Early Graft Function in Deceased Donor Renal Recipients: Role of N-Acetylcysteine

Affiliations

Early Graft Function in Deceased Donor Renal Recipients: Role of N-Acetylcysteine

Atieh Modarresi et al. Iran J Pharm Res. 2020 Winter.

Abstract

Reduced graft function (RGF) in donor renal transplant recipients is caused by oxidative damage due to extensive ischemia-reperfusion (I/R) injury during transplantation. Neutrophil gelatinase-associated lipocalin (NGAL) is a promising biomarker to detect tubular injury early after renal transplantation. N-acetylcysteine (NAC) is a potent antioxidant that can reduce I/R injury by improving oxidative damage. The aim of the present study is to assess the efficacy of NAC in improving graft function and reducing renal tubular injury in deceased donor renal transplant recipients.

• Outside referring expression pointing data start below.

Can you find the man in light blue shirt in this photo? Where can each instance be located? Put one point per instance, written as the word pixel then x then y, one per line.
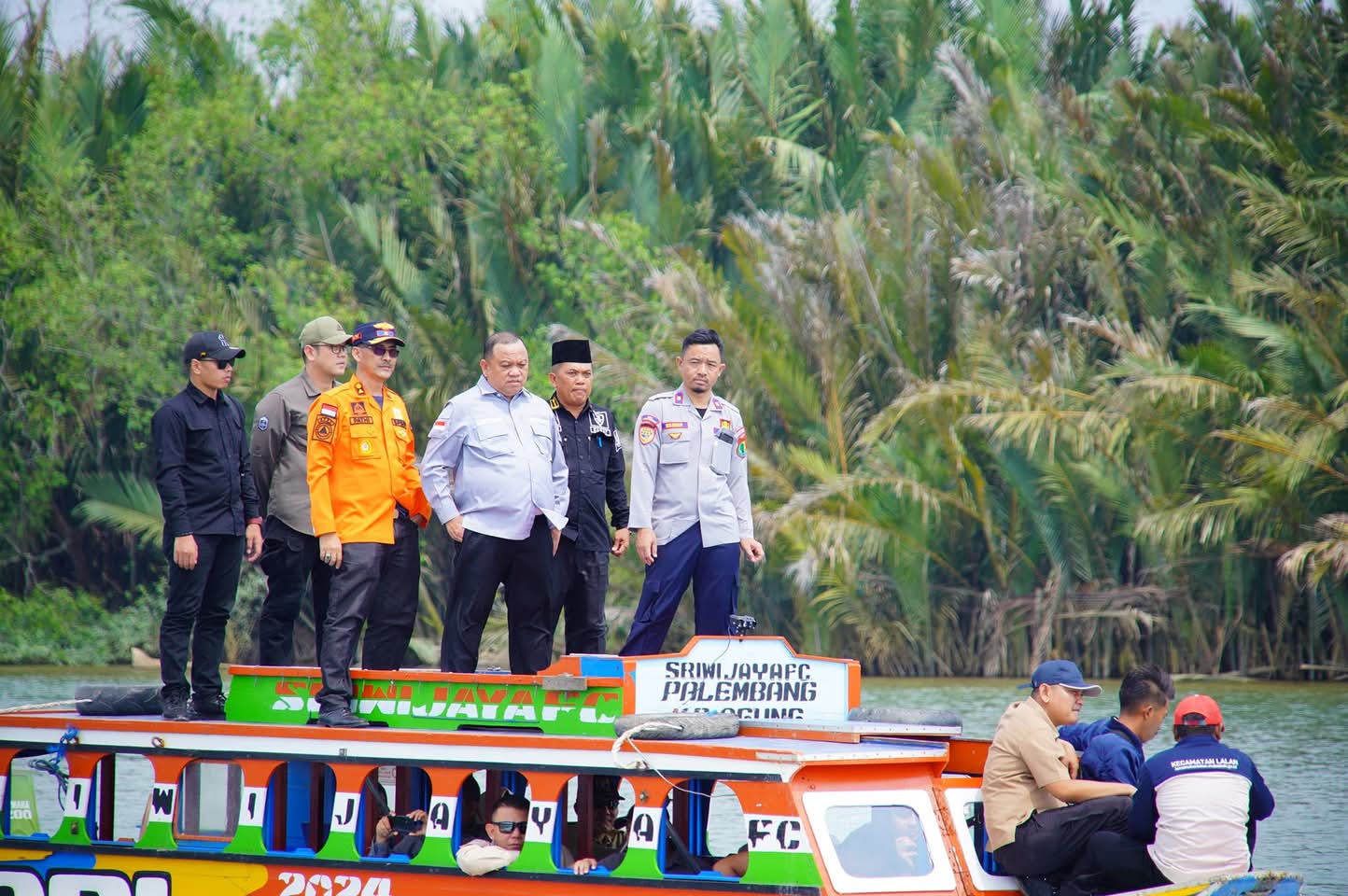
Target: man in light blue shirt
pixel 495 474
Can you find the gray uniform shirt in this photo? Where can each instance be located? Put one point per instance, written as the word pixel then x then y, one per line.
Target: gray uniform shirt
pixel 281 433
pixel 498 462
pixel 691 469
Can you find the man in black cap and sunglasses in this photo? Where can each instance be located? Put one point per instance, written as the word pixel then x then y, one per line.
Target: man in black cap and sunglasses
pixel 595 469
pixel 205 483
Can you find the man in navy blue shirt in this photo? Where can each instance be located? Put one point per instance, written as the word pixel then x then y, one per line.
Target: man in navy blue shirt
pixel 1193 814
pixel 205 483
pixel 1111 748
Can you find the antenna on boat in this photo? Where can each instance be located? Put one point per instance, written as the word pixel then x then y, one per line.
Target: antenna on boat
pixel 740 624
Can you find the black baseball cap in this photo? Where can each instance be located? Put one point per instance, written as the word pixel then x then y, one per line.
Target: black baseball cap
pixel 210 343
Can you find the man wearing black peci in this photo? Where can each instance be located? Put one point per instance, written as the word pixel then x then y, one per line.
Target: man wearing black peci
pixel 595 469
pixel 210 523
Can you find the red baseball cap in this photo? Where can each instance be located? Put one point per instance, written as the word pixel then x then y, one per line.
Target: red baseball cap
pixel 1197 709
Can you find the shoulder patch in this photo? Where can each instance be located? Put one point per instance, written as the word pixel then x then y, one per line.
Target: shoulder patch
pixel 324 430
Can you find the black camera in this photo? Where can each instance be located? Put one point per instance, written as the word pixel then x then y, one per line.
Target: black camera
pixel 741 624
pixel 404 823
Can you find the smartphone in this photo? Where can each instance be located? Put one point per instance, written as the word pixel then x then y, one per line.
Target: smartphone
pixel 404 823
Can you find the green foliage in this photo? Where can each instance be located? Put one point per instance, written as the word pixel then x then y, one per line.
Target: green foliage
pixel 72 628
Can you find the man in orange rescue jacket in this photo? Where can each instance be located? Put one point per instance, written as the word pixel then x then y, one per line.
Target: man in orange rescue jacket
pixel 367 506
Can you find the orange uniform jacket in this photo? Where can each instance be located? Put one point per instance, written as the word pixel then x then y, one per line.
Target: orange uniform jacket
pixel 361 459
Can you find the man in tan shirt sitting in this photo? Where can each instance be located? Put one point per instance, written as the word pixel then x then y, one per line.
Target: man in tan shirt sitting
pixel 1038 817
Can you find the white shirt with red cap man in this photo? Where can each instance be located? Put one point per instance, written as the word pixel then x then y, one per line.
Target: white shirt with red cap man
pixel 1197 802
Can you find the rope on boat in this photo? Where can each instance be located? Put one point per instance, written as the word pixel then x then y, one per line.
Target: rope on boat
pixel 55 756
pixel 31 707
pixel 625 737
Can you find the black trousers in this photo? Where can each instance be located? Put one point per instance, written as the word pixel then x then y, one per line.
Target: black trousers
pixel 394 613
pixel 290 561
pixel 197 612
pixel 580 583
pixel 1122 862
pixel 482 564
pixel 1053 844
pixel 371 583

A double-blind, randomized clinical trial was conducted on 50 deceased donor renal transplant recipients. The patients were randomized into two groups, receiving either 600 mg NAC twice daily, or placebo (days 0 to 5). Results were assessed based on the rate of RGF, levels of plasma NGAL (p-NGAL) and the estimated glomerular filtration rate (eGFR). The rate of RGF was significantly lower in the patients receiving NAC vs. placebo (21.4% vs. 50%). The measurement of p-NGAL levels showed that the patients in the NAC group had significantly greater reduction of p-NGAL by both days 1 and 5 post-transplantation than those in the placebo group. A near steady-state eGFR level was reached by week 1 in the NAC group, however, the improvement of eGFR was significantly slower in the placebo group and a near steady-state was only achieved by week 4. NAC has promising potential in reducing tubular injury and improving graft function, evidenced by significant reduction in the rate of RGF and levels of p-NGAL.

Keywords: Acetylcysteine; Glomerular Filtration Rate; Kidney Transplantation; Lipocalin-2; Reperfusion Injury; Transplants.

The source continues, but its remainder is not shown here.